Splintering into "us" vs. "them" within our own industry gives those who are not caught in the fray (medical professionals in other industries) the opportunity to move ahead with what should be our agendas. While it may be easy to condemn each another for our views, it is far wiser to follow the path of our professional ancestors whose intellectually debated arguments were found on those original tablets.

I urge you to debate ideas with your colleagues and pursue larger opportunities for us all. Find areas of disagreement, walk through them in discussion, and learn together. We are a wonderful bunch of intellectually gifted people. Every practitioner you meet will have something of value to say, whether you like it or not.
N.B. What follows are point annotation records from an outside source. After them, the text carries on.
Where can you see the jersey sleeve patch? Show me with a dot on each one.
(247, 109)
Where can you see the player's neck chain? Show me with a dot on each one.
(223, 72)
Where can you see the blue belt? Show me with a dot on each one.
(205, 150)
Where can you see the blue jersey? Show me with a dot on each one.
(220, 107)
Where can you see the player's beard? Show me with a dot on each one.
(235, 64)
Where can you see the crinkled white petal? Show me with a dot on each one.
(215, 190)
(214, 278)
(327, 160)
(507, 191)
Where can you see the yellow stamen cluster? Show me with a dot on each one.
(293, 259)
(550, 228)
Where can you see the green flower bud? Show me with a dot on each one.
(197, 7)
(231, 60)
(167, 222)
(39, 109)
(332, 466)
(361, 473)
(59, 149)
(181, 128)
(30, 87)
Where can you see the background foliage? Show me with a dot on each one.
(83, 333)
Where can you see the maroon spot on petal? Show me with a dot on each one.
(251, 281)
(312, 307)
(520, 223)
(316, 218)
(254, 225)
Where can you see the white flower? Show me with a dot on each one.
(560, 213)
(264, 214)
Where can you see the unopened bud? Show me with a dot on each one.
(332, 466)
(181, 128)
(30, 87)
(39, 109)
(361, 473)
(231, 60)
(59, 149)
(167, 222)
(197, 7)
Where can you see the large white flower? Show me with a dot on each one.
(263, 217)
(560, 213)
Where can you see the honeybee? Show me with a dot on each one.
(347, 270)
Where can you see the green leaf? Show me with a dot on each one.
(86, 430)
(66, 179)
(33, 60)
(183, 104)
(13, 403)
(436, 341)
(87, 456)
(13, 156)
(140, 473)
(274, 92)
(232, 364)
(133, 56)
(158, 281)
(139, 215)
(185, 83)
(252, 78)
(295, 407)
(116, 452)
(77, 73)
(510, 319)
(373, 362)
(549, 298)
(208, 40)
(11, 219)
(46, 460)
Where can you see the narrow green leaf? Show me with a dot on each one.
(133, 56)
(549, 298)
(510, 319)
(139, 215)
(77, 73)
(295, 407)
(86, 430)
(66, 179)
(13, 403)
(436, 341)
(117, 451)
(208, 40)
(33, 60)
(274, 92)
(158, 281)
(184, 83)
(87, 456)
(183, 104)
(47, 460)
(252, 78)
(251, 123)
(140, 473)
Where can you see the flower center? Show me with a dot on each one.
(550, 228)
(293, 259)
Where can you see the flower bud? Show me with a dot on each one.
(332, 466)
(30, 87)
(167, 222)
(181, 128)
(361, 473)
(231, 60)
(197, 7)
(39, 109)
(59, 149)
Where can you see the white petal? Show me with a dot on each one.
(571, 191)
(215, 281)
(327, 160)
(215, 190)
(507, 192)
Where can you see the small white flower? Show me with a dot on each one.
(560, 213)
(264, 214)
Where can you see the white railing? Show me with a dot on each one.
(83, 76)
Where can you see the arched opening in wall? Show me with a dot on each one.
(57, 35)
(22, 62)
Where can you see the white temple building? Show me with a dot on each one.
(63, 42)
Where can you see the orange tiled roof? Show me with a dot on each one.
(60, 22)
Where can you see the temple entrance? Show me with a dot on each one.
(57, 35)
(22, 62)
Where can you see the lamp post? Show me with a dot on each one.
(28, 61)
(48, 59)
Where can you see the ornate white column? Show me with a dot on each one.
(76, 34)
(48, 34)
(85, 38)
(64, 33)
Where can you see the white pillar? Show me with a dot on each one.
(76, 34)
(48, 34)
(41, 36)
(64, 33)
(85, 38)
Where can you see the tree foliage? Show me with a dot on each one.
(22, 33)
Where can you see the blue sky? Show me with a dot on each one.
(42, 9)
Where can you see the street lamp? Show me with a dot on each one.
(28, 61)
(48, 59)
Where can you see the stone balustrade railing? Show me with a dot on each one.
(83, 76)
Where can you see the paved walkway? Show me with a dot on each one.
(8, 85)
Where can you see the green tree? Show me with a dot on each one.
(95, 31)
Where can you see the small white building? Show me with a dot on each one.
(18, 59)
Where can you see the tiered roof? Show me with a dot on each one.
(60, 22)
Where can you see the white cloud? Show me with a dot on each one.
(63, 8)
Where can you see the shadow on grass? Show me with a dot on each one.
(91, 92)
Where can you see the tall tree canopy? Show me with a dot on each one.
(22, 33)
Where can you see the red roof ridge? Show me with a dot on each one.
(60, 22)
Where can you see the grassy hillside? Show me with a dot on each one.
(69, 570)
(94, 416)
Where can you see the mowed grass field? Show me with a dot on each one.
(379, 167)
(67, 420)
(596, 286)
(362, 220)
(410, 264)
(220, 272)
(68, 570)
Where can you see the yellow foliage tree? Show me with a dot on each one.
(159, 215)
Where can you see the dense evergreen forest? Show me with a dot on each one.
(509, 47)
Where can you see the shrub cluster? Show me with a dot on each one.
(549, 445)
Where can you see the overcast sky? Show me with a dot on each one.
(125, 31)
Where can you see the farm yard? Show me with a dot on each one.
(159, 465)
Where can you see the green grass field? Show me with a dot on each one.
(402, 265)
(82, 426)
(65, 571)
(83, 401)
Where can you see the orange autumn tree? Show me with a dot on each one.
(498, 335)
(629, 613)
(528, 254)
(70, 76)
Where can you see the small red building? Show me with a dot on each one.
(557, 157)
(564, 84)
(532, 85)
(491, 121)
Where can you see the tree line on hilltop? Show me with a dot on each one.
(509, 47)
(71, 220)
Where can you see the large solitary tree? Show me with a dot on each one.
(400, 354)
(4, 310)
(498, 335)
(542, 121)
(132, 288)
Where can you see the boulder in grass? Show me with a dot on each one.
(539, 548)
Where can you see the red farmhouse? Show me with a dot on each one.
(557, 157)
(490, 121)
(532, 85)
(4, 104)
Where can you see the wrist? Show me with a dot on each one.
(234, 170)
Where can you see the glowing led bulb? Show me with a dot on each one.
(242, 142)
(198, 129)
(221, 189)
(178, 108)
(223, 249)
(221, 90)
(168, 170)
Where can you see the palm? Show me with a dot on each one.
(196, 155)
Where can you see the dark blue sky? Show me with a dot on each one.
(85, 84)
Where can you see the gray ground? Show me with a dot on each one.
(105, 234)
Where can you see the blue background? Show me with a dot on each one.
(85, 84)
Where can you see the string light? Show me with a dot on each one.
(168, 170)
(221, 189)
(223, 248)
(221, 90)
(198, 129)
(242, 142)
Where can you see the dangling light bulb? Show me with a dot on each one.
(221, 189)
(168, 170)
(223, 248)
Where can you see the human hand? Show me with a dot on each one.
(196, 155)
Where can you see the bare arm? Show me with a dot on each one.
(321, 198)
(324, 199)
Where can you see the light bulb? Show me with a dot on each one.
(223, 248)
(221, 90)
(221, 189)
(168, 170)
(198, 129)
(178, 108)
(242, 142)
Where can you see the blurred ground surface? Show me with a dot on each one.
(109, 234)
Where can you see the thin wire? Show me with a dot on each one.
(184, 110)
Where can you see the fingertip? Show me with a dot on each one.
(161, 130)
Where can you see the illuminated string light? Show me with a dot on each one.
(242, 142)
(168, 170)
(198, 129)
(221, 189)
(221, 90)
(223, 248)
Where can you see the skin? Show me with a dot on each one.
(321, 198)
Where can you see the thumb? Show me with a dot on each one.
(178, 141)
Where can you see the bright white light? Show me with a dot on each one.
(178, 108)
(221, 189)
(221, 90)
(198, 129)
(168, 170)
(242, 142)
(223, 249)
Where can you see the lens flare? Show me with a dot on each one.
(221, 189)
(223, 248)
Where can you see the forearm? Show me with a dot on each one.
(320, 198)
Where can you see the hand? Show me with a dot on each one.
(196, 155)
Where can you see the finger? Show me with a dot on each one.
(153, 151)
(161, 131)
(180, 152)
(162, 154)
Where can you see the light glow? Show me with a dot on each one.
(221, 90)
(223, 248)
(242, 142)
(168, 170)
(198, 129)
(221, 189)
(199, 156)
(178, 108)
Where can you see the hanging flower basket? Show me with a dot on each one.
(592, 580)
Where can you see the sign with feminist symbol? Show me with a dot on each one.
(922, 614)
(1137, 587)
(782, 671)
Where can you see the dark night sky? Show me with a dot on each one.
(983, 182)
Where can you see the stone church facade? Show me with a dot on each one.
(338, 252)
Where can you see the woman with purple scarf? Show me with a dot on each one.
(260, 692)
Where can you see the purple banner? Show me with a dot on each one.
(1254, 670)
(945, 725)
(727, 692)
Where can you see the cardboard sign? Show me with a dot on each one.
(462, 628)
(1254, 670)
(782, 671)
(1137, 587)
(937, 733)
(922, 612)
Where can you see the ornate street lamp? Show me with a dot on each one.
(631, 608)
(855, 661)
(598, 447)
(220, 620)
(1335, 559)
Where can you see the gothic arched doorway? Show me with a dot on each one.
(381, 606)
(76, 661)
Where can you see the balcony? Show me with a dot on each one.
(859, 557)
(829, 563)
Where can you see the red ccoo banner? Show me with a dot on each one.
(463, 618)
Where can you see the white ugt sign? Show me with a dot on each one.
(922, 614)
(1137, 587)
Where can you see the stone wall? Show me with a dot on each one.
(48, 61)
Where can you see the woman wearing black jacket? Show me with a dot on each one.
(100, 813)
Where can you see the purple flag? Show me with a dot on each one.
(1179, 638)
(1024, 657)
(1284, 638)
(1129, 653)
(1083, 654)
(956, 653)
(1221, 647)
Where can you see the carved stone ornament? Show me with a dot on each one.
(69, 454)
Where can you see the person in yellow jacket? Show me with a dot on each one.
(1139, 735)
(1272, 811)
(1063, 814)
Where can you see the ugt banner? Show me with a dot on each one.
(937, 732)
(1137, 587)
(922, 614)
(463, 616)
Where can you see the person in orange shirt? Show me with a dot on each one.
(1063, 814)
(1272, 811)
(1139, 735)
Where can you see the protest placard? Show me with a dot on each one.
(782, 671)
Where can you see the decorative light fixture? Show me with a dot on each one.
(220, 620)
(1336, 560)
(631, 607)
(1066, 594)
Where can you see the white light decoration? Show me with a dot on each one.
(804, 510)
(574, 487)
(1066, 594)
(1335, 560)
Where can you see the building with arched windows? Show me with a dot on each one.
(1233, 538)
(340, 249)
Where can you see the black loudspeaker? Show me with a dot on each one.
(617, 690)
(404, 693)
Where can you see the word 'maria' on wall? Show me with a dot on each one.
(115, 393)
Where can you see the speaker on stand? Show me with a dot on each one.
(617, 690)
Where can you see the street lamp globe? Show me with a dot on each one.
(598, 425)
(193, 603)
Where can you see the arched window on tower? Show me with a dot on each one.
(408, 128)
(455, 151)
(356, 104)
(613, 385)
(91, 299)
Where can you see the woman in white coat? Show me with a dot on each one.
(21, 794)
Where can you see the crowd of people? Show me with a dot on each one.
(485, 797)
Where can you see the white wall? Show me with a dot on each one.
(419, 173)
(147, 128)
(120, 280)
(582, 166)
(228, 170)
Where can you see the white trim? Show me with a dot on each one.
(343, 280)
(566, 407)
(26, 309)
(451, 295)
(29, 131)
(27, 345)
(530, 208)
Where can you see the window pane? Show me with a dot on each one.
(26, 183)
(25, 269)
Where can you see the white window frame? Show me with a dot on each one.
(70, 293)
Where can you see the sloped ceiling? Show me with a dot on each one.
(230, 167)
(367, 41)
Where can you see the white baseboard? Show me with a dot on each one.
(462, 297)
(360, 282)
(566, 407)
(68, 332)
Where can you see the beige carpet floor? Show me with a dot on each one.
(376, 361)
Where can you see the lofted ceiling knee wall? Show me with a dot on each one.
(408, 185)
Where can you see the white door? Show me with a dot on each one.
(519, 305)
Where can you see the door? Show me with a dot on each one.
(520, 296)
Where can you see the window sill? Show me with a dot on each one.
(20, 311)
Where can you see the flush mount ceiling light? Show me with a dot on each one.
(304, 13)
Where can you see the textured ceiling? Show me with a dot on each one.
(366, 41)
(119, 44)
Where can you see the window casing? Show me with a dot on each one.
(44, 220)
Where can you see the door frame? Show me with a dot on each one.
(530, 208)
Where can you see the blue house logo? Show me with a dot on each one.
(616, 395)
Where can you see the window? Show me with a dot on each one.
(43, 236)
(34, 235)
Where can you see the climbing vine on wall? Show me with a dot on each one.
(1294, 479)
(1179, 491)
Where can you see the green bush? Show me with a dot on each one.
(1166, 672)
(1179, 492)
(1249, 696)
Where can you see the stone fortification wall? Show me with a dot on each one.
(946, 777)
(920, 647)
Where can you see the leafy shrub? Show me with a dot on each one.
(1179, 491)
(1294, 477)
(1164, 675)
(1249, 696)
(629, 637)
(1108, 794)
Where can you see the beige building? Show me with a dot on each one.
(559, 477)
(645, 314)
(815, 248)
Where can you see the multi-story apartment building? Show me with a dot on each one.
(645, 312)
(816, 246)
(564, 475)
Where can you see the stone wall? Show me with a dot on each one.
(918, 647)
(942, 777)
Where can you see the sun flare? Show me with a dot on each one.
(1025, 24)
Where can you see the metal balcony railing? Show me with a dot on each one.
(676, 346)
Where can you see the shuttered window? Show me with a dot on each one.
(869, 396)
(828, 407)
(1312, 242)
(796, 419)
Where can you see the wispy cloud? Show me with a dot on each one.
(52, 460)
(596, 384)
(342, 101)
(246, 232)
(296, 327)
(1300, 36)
By putting more of our innovative thinking into intellectual debate about our medicine, entrepreneurship and finding new ways to infiltrate the medical mainstream, we are serving ourselves and the health of our nation. How blessed are we to have such an opportunity. How blessed that we disagree and can use disagreement to generate new thoughts, ideas, visions and opportunities for healing.

A Reader Question

I felt the following to be a very important question and wanted to share it and my response with you.

Dear Felice:

I have been in practice 15 years and am quite comfortable with what I do and how I do it. But a patient asked me a question I couldn't answer. She was recently diagnosed with a rare form of lung cancer and wants to find the best way to treat it using alternative medicine. While I am used to combating the side effects of conventional treatment with acupuncture, I feel overwhelmed by the amount of data out there on alternatives in cancer treatment and have no idea where to send her. While I understand that she must choose her own form of treatment and that I am not involved in, or responsible for, those choices, where do I find credible research on multiple alternative modalities for cancer?

Thank you in advance,

GF

GF:

One researcher who has done some astounding work in this area is Ralph Moss, PhD. His Web site is www.cancerdecisions.com. Dr. Moss has compiled reports on more than 200 forms of cancer. Each report presents hundreds of pages of research on alternative medical protocols. He has put all this data together in a readable format for patients. His "Moss Reports" can be supplemented by consultations with him, and he will investigate any forms of cancer for which he has not yet compiled a report.